Akito lasciò scendere dalle sue braccia suo figlio che poi
andò a giocare con
Seiko nella sua stanza. Per un attimo gli sembrò assurdo che
la sua vita avesse
preso quella piega. Padre di due bambini che non vivevano insieme, ma
erano
distanti kilometri. Figli di due madri diverse, ma era una sola quella
che
amava, quella che era diventata sua moglie.
<< C’è un vero casino
qui… Volete qualcosa da bere? >> chiese Nami
agli ospiti, cercando di sembrare più gentile possibile.
<< Non ci tratteniamo molto, abbiamo il volo fra poco
>>
<< Insomma siete solo venuti per disturbare
>> disse facendo notare
il disordine accanto a sé.
<< Scusatela, è un po’ stressata per
via della gravidanza >> disse
Charlie porgendo a Nami un’altra barretta di cioccolato.
<< Io sto benissimo… E volevo quello bianco,
non quello al latte >>
disse ridandoglielo indietro e abbandonando la stanza.

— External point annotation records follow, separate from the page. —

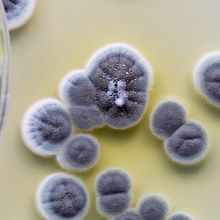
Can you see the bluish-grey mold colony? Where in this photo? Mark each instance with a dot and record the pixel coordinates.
(61, 196)
(46, 127)
(207, 78)
(186, 142)
(112, 90)
(18, 12)
(113, 189)
(80, 154)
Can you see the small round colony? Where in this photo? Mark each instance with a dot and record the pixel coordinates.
(180, 216)
(18, 12)
(113, 192)
(128, 215)
(207, 77)
(80, 154)
(77, 91)
(112, 90)
(188, 145)
(62, 196)
(167, 117)
(46, 127)
(153, 207)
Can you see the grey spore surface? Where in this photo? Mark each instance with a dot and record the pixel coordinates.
(120, 77)
(81, 153)
(46, 126)
(113, 192)
(207, 77)
(77, 89)
(167, 117)
(180, 216)
(153, 207)
(62, 196)
(128, 215)
(188, 145)
(86, 117)
(113, 181)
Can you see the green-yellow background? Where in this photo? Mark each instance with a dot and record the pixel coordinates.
(61, 36)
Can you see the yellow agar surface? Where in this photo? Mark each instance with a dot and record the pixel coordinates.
(61, 36)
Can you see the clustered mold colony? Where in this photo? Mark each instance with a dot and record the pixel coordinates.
(207, 78)
(62, 196)
(186, 142)
(46, 127)
(112, 90)
(18, 12)
(80, 154)
(113, 189)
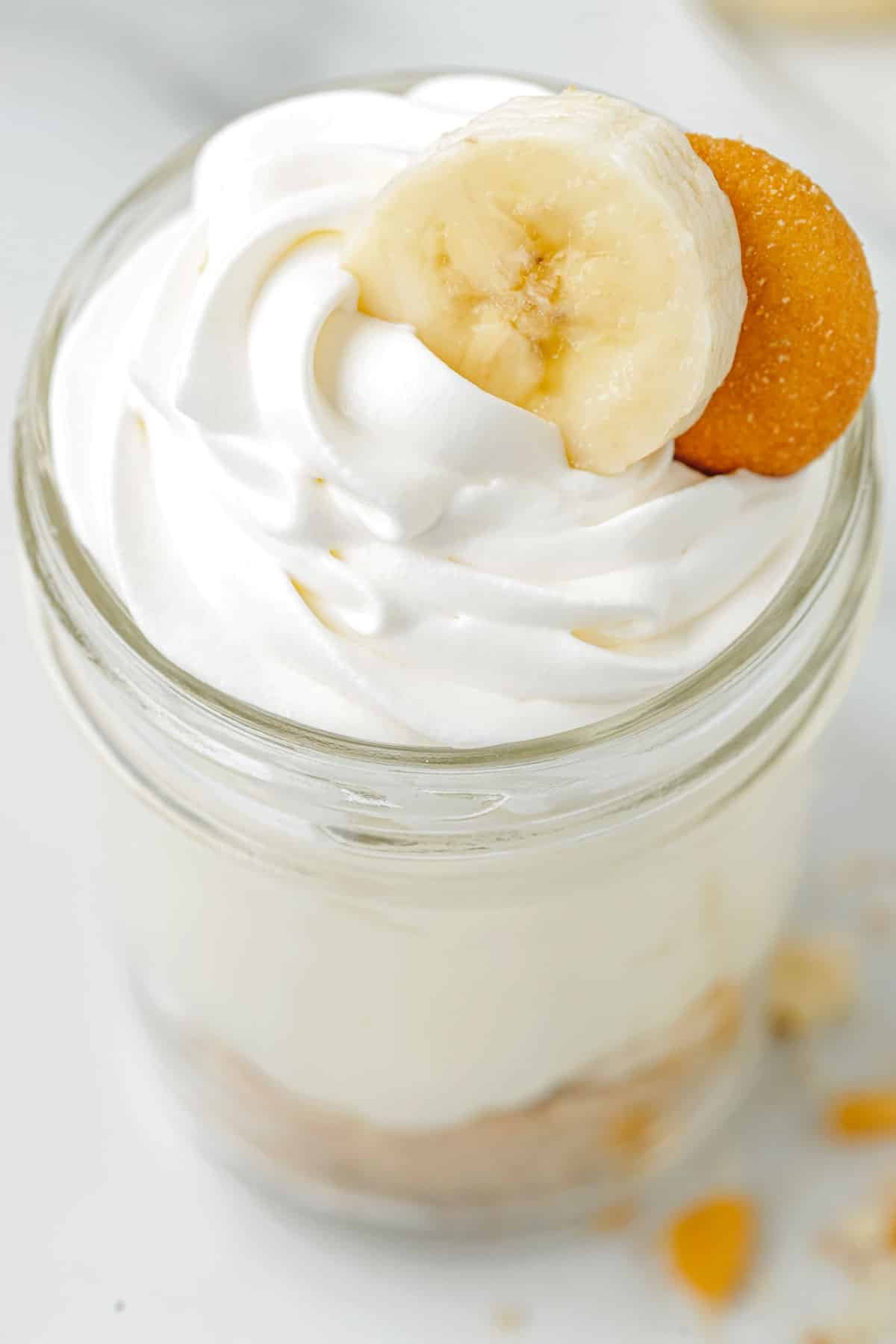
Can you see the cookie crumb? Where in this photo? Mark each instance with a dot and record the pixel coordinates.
(862, 1115)
(613, 1218)
(509, 1319)
(813, 983)
(712, 1246)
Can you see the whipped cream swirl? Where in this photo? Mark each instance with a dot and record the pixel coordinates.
(304, 507)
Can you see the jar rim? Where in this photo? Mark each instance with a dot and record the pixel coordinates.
(97, 617)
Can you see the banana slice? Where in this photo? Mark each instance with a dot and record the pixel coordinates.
(570, 255)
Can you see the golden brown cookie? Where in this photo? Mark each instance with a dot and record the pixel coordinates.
(806, 349)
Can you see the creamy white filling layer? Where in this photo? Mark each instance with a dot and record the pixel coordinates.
(304, 507)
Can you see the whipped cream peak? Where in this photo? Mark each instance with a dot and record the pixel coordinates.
(305, 507)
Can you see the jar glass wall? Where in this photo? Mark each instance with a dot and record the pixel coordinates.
(492, 986)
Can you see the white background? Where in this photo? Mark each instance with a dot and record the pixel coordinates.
(111, 1229)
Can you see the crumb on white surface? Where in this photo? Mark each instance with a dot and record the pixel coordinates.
(813, 983)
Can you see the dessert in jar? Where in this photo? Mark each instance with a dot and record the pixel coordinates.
(452, 511)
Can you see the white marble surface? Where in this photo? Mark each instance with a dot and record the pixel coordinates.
(112, 1229)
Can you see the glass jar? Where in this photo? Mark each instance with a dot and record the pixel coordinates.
(481, 987)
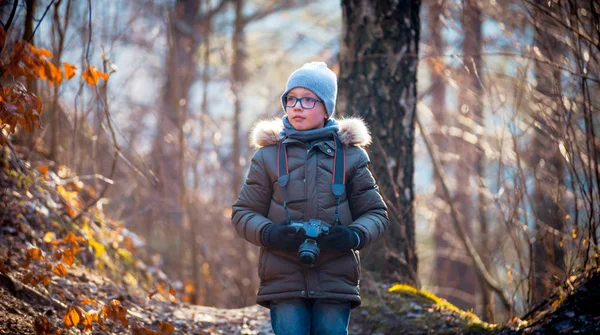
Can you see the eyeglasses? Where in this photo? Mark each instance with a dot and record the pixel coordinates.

<< Vedo che ti tiene occupato >>
scherzò Akito.
<< Mi sta facendo impazzire, il che è
peggio… Da come si comporta credo
sarà una femmina >>
<< Voi uomini e le vostre discriminazioni
>> fece Sana tirando una
piccola gomitata al marito che si era messo a sorridere.
I tre andarono in cucina, dove bevvero del The freddo.
<< Sono sicura che a Nami venga il nervoso ogni volta che
mi vede
>>
<< Sarebbe stupido avercela con te dopo tutto questo
tempo >>
<< Sono d’accordo con Charlie >>
puntualizzò Akito.
<< Eppure è sempre così scontrosa
con me >>
<< È solamente per via del periodo. Quando
è incinta sembra esista solo
lei >> fece Charlie ridendo.
<< Ti ho sentito >> urlò lei
dalla stanza accanto.
<< Credete sia stato un bene? >> chiese
Akito fissando il vuoto per
un attimo.
<< A cosa ti riferisci? >>
<< A Seiko e Ryu. Averli fatti conoscere così
presto, averli fatti
diventare fratellini a distanza… Forse dovevamo aspettare
>>
<< Nascondere la verità
a qualcuno
non è mai piacevole, nemmeno per un bambino >>
rispose Sana mettendo una
mano su quella del marito.
<< Forse hai ragione… Ora almeno ci prova a
chiamarti papà? >>
chiese rivolto a Charlie.
<< Credo faccia sempre un po’ di fatica,
soprattutto perché è un bambino
intelligentissimo,
ma si sforza di farmi piacere >>.
I tre si sorrisero. In fondo non era male essere rimasti in contatto
nonostante
l’astio dei primi periodi. Per fare del bene a Ryuichi si era
deciso di
rimanere in una qualche maniera “uniti” per il suo
bene. Si sentiva troppo
spesso parlare di famiglie rovinate per via della lontananza dei
genitori, che
anche in questo caso, era pur sempre presente.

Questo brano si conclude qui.